Five distinct outcome shapes:

// 1. Full success — every requested date now unavailable
{
  "success": true,
  "vehicle": { "id": "12345", "year_make_model": "2021 Toyota RAV4" },
  "block_mode": "daily",
  "dates_blocked": ["2026-06-12", "2026-06-13", "2026-06-14"],
  "dates_skipped_due_to_existing_trip": [],
  "removable_via": "calendar:select-dates → Remove",
  "screenshot_path": "screenshots/turo-block-confirmed.png"
}

// 2. Partial success — some dates overlapped an existing on-platform trip and were silently skipped
{
  "success": true,
  "vehicle": { "id": "12345", "year_make_model": "2021 Toyota RAV4" },
  "block_mode": "daily",
  "dates_blocked": ["2026-06-12", "2026-06-13"],
  "dates_skipped_due_to_existing_trip": ["2026-06-14"],
  "warning": "1 date(s) inside the requested range overlap an in-progress or upcoming trip and were not blocked.
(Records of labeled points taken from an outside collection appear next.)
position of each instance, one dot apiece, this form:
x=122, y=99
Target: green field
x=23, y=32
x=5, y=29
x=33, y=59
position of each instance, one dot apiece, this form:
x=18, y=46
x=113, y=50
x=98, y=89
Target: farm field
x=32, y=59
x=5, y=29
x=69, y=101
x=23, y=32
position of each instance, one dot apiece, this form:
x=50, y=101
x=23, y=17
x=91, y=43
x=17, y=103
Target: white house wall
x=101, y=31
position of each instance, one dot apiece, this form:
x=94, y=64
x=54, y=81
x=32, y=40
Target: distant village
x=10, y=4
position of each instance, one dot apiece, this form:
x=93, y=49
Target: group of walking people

Cancel the trip first or re-quote the range.",
  "screenshot_path": "screenshots/turo-block-partial.png"
}

// 3. Idempotent — dates were already unavailable; no-op
{
  "success": true,
  "vehicle": { "id": "12345", "year_make_model": "2021 Toyota RAV4" },
  "block_mode": "daily",
  "dates_blocked": [],
  "dates_already_unavailable": ["2026-06-12", "2026-06-13"],
  "note": "All requested dates were already blocked. No state change."
}

// 4. Auth failure — session not logged in
{
  "success": false,
  "error_reasoning": "not_authenticated",
  "detail": "Navigation to /us/en/trips/calendar redirected to /us/en/login?next=... — host session is missing or expired. Re-warm the Browserbase context with a fresh OTP login before retrying."
}

// 5. Vehicle not found in host's listings
{
  "success": false,
  "error_reasoning": "vehicle_not_owned",
  "detail": "Vehicle id 99999 is not present in this host's /us/en/your-car/listings index. Confirm the vehicleId belongs to the authenticated host before retrying."